The Clinical Decision Making Group at the MIT Laboratory for Computer Science is a research group dedicated to exploring and furthering the application of technology and artificial intelligence to clinical situations. Because of the vital and crucial nature of medical practice, and the need for accurate and timely information to support clinical decisions, the group is also focused on the gathering, availability, security and use of medical information throughout the human "life cycle" and beyond.

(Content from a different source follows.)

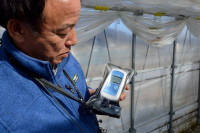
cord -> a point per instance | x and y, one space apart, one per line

We collaborate closely with doctors and biomedical scientists. We derive knowledge from the growing set of patients' health records that note the natural histories of diseases and the outcomes of clinical care interventions. Such models can predict outcomes in new cases depending on what actions are chosen. Optimizing such choices enables recommendations for care that has the highest expected benefit.
As part of our approach, we use natural language processing methods to extract meaningful data from the clinical narratives that contain most observations made by doctors, nurses and other specialists. We apply a variety of machine learning techniques, including deep learning, matrix and tensor factorization, Gaussian processes, support vector machines, conditional random fields, logistic regression, Bayesian models, random forests, and reinforcement learning, and adapt them to the peculiar characteristics of clinical data. These include irregular sampling of data and observations, data that are not missing at random, narratives that are full of duplication, ambiguities and telegraphic abbreviations and elisions, data recorded by multiple instruments and people that are not well calibrated, etc.
We also work on related issues such as using personal health information systems to engage patients and families in care, augmenting classical clinical data sets with data from wearable instrumentation, social media reports, environmental exposures and the vastly expanding sets of genetic and genomic data. We have also contributed to advances in protecting patient privacy while allowing use of records for research, development of more flexible and supportive informational tools and interfaces, use of speech to interact with systems, etc.